As John Della Volpe of Harvard's Institute of Politics told Vox after Monday's debate, "The millennial vote isn't Hillary versus Trump. It's Hillary versus Gary Johnson versus sitting on the couch on Election Day."

To that end, The Hill reported Wednesday:

The Clinton campaign and its liberal allies are increasingly taking the threat from Johnson and Stein seriously, making direct appeals to young voters and punching down at the third-party candidates they view as potential spoilers.

[...] NextGen Climate, the group run by liberal billionaire and environmental activist Tom Steyer, is on the ground in eight battleground states with a message that is almost exclusively aimed at reaching the millennial voters who are energized by the issue of climate change.

Last week, the group threw six figures behind digital ads mocking Johnson as a climate change denier and warning millennials that climate change will cost them trillions of dollars.

Perhaps also, Ed Kilgore suggested at New York Magazine, it would behoove Clinton to "find ways to remind people that Gary Johnson's Libertarians would be perfectly happy with privatizing not just prisons, but pretty much every government function short of raising an army."

Given Sanders' abiding popularity with young voters, the Clinton campaign is relying on him to fire up this demographic base.

The Atlantic wrote earlier this month:

Enter Sanders and [Massachusetts Sen. Elizabeth] Warren. They might not be any younger than Clinton, but their liberalism and critique of establishment politicians have galvanized millennials, and particularly college-aged voters, like no one else in the party—Obama included.

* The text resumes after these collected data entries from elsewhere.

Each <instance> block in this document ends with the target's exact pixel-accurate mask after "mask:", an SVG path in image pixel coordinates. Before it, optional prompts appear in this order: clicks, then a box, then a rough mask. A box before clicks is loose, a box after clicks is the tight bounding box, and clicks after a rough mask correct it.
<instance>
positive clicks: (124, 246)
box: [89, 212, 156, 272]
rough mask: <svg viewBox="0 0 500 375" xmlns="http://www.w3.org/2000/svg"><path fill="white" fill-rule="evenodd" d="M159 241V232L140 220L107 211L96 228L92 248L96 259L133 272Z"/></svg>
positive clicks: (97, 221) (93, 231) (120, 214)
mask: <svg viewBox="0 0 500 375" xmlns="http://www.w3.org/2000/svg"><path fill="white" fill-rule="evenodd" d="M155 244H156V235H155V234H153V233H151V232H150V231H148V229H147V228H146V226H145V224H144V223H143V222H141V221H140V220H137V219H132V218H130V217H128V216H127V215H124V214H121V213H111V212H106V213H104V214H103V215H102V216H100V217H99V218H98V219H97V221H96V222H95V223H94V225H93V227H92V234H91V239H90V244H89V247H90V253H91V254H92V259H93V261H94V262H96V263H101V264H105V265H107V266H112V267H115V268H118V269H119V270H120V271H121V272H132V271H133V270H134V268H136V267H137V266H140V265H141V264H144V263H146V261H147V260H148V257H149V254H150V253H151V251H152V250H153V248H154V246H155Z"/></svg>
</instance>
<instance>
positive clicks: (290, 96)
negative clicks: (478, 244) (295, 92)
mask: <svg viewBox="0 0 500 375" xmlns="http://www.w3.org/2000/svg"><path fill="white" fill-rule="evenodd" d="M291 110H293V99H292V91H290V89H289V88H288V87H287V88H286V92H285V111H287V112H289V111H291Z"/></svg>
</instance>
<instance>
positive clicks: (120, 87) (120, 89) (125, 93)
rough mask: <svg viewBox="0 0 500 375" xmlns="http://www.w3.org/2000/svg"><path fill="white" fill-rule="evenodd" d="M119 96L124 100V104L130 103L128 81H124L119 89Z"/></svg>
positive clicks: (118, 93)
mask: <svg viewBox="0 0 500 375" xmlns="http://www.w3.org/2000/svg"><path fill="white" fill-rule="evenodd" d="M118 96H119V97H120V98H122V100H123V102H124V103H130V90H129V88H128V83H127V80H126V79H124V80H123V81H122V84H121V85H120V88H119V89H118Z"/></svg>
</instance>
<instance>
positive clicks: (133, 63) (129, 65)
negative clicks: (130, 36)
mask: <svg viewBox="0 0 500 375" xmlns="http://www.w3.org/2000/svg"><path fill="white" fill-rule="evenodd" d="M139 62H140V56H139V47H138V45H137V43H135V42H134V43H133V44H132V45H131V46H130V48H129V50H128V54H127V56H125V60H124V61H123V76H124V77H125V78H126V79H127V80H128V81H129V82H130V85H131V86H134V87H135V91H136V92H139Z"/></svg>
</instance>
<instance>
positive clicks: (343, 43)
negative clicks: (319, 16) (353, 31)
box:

[...] They might not be young themselves, but just like the generation they are targeting, it took them a while to warm to Clinton. And as the recent set of polling has demonstrated, persuading millennials to end their Hillary holdout could make all the difference come November.

"I think that a lot of the younger people who are concerned about the cost of college, concerned about climate change, concerned about women's rights, they're going to come on board Secretary Clinton's campaign," Sanders added Wednesday on Meet the Press Daily.